The Wildcats – there are two of them (Kentucky) on the top line – slide into the West Region; following UK, Virginia, and Duke. We say for now, because Wisconsin and Arizona also continue to push for that final spot. And it’s conceivable we could see a shift among spots 2-6 on the Seed List between now and Selection Sunday. We know that either Virginia or Duke will lose at least one more game – both play in the ACC tournament. If Wisconsin, Villanova, and Arizona all win out it’ll be interesting to see how the Committee dissects that group of profiles.
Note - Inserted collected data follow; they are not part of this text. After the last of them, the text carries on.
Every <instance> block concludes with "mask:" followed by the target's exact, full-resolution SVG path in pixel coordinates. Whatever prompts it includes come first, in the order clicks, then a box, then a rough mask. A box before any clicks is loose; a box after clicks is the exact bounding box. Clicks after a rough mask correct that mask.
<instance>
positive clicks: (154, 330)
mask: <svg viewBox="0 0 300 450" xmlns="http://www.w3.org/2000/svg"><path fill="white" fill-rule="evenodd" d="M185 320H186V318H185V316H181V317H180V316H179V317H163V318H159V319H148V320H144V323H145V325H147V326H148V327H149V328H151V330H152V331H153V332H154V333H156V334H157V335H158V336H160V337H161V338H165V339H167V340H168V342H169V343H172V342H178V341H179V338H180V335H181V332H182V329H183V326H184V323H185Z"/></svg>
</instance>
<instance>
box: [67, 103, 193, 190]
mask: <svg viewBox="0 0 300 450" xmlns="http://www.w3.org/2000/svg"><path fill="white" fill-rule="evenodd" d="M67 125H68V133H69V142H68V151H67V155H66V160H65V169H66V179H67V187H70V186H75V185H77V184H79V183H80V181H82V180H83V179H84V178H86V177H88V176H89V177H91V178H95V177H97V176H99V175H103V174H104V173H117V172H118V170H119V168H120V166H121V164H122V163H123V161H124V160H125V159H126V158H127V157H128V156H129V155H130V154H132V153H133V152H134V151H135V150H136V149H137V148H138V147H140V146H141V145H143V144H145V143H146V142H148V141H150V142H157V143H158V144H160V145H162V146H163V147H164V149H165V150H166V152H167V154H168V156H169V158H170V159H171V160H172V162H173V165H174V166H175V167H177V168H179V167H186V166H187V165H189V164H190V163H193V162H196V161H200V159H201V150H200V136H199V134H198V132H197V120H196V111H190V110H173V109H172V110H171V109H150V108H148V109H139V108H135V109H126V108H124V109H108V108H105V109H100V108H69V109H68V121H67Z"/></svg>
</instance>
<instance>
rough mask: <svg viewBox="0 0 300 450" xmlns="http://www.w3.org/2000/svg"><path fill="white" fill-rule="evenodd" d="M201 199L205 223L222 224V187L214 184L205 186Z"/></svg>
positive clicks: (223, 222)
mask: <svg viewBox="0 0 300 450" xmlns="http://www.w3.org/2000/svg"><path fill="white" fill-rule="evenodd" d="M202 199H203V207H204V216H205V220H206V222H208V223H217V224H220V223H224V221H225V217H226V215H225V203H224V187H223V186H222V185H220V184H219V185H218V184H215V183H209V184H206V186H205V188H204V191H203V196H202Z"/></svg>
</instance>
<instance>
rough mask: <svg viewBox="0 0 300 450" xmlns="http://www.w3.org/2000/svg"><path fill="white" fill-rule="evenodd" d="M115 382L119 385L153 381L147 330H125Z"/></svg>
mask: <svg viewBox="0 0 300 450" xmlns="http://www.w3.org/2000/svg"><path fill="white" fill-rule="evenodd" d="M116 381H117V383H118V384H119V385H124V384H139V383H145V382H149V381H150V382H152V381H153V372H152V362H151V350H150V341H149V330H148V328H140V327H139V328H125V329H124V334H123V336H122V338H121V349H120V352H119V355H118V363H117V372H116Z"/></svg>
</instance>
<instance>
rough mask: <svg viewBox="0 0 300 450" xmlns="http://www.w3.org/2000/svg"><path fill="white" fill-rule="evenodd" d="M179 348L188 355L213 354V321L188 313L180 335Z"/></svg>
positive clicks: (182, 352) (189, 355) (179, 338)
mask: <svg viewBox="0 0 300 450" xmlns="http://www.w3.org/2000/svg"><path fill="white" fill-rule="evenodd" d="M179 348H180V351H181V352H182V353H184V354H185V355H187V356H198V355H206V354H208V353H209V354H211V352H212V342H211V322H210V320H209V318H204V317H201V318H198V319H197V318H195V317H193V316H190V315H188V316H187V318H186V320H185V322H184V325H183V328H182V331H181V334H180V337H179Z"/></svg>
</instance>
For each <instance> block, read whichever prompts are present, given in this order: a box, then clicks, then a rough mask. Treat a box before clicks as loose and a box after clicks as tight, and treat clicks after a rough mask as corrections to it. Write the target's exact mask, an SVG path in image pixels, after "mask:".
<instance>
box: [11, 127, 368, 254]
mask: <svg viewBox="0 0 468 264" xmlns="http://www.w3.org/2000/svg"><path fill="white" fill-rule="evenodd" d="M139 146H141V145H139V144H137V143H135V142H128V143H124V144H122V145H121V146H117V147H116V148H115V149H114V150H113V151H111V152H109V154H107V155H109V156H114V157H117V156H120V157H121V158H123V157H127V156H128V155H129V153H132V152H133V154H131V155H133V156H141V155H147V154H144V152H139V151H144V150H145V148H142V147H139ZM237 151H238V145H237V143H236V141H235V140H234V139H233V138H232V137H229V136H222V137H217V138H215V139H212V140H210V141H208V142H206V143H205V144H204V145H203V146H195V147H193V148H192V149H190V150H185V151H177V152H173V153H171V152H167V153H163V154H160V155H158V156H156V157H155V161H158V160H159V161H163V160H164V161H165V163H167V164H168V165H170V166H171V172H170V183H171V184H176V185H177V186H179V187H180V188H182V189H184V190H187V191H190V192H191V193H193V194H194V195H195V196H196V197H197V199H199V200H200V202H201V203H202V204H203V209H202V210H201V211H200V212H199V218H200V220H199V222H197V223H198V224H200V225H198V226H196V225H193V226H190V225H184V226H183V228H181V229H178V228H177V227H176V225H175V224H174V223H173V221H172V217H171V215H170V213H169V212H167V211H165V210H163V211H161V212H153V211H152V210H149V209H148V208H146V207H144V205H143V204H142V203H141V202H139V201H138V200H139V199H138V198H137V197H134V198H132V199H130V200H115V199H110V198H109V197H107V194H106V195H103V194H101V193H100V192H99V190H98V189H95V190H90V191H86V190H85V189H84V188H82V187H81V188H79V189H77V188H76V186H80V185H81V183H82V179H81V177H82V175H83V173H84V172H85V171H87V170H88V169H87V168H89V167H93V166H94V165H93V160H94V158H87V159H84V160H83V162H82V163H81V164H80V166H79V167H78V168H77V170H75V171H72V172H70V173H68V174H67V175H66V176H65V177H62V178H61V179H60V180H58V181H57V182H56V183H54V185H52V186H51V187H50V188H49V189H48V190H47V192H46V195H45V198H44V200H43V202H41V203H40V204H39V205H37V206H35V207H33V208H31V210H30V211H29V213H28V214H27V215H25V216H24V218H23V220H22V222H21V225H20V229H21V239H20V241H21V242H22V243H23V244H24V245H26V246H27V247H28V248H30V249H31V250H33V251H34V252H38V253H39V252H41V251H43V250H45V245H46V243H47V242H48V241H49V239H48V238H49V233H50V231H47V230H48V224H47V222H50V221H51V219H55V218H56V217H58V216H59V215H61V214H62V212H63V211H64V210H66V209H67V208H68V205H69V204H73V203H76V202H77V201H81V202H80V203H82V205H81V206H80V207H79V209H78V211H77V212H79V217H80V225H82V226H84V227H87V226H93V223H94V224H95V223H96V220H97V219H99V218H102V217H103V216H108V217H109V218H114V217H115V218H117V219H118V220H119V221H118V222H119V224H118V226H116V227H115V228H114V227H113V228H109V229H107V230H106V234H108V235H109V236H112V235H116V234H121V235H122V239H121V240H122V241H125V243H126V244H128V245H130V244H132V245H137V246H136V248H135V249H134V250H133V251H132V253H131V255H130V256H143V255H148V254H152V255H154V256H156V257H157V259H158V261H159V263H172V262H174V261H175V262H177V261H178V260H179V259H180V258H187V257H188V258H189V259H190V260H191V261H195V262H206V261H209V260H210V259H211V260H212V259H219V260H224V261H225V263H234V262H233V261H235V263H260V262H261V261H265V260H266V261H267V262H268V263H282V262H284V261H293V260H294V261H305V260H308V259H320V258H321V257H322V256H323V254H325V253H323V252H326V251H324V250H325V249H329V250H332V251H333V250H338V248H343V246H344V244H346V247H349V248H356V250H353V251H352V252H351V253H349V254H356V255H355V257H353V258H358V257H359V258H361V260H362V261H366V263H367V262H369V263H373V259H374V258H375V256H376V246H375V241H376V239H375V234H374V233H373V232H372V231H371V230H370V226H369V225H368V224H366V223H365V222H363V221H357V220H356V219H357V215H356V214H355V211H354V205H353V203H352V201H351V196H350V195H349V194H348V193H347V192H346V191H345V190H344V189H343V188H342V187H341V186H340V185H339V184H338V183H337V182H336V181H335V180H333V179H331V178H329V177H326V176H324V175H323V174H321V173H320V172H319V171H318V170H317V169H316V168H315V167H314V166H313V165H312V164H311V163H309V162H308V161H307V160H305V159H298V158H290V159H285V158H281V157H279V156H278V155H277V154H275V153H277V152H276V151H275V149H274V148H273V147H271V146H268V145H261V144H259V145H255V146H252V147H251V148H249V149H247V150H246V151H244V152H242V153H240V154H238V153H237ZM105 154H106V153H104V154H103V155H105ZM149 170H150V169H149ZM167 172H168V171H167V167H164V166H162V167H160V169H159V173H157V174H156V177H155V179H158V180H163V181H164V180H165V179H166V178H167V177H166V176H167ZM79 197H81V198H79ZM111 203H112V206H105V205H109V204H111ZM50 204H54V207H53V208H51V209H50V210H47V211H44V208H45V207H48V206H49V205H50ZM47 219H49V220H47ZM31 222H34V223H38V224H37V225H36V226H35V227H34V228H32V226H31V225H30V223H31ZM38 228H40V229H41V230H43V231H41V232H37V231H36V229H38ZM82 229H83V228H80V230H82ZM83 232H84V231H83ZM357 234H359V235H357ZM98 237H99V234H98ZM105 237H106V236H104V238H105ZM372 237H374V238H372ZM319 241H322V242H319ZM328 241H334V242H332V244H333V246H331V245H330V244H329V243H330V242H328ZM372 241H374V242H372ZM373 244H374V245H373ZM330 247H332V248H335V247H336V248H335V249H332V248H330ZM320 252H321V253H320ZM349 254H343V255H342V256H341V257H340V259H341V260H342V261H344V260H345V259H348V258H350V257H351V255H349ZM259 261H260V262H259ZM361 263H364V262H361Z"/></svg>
With just under two weeks until Selection Sunday, we have several unclaimed spots in the bracket. Perhaps more than ever, conference tournament games could prove decisive . It’ll be even more interesting should we have an upset winner or two. The Atlantic 10 race is a good example – as of this posting, there are three teams tied atop the standings. There are another three teams – VCU, Richmond, and Massachusetts – all within a game or two of the top. It’s perfectly conceivable that anyone of those teams could grab the automatic bid.
It’s March. The Madness is almost here.
As the calendar turns to March, Kentucky has entrenched itself as the No. 1 overall seed. Unless the Wildcats lose multiple times between now and Selection Sunday – which is highly unlikely – they will stand atop the bracket when the official Field of 68 is unveiled on March 15. UK’s proverbial “march” will begin in Louisville and head through Cleveland in the Midwest Region.
As for the remaining No. 1 seeds, Virginia has a firm grasp on the East. After that, there’s still a bit of a race. If Gonzaga loses, Villanova is next in line to ascend to the top line. We also can’t exclude Wisconsin, Arizona, or even Kansas – although the Jayhawks will need help from the others in front of them. While winning both Big 12 regular season and tournament titles (if it happens) would be mighty impressive, the Jayhawks’ loss total might be too great to push KU ahead of the other three if those teams continue to win.
The bubble/cutline remains a hodge-podge of rotating resumes. The week ahead – leading into conference tournaments – figures to be huge. And it might be Friday or Saturday of Championship Week before the final Field comes into focus.